Nikita's ruler-straight black hair shifted around a face that looked nothing like her daughter's. "Who would you put on that list of aspirants? I'm curious to see how much of a finger you have on the pulse of the Net."

"If you don't mind, Councilor, I'll keep my thoughts to myself." Faith glanced in Vaughn's direction and he waited for her to reach out to him with her mind, but she didn't. Disappointed despite his anger, he continued to watch. And listen. "There are certain names it's better not to speak of in advance."

"True." Nikita was silent for a few seconds. "Your monitoring is extensive."

Faith said nothing and he realized it was because Nikita had made a statement, not asked a question. It was the cold logic of the Psy in operation. And Faith hadn't missed a beat.

"How do you know anything if you're wrapped in cotton wool?" Nikita asked.

"The PsyNet."

"I was given the impression that F-Psy rarely frequent the Net."

"Some of us do." There was knowledge in her tone and the predator in Vaughn appreciated that.
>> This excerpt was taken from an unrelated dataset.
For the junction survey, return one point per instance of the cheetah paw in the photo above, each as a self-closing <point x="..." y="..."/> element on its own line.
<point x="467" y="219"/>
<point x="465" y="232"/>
She couldn't afford to appear weak in front of Nikita, a woman so without heart that she had cut off her daughter as easily as another woman might throw out the garbage.

"Good. Before I go, you should know that certain Councilors are not in favor of your nomination." Nikita glanced at her timepiece. "Expect a summons within the next week."

Vaughn kept to his hidden position until Nikita's scent was inside the car waiting at the gate. Then he tracked his treacherous human prey to another isolated section of the compound. Faith's eyes widened when he landed in front of her in jaguar form but she didn't back away. "Vaughn. I thought I saw you."

He knew she was lying. She hadn't seen him. She'd felt hm. That she didn't want to admit that truth only added fuel to the fire of his anger. Butting at her with his head until she got the message and sat down on the ground, he went behind the gnarled trunk of a nearby tree to shift.

Part of him wanted to shock her with his nakedness, but there was too much anger riding him right now—he didn't want to taint her awakening sexuality with the bloodred of fury. It was as well that he'd utilized the jaguar's instincts soon after meeting Faith and cached several articles of clothing nearby. Having already retrieved a pair of pants, he slid them on before making his way back to her.

She was waiting with her arms wrapped around her knees, watching for him in the exact direction from which he came, though he hadn't made a sound. "Vaughn, the guards—"

"—make enough noise to wake a garrison, not to mention that they stink to Psy heaven." He crouched down in front of her, but didn't touch. He didn't trust himself enough.

"What?"

"Never mind. What the hell was Sascha's mother doing here?"

Those night-sky eyes, which had been edging toward wariness, hardened. "You have no right to talk to me like that. If you're planning on intimidating me into whatever it is you came for, you can go crawl in some dark hole and stay there!"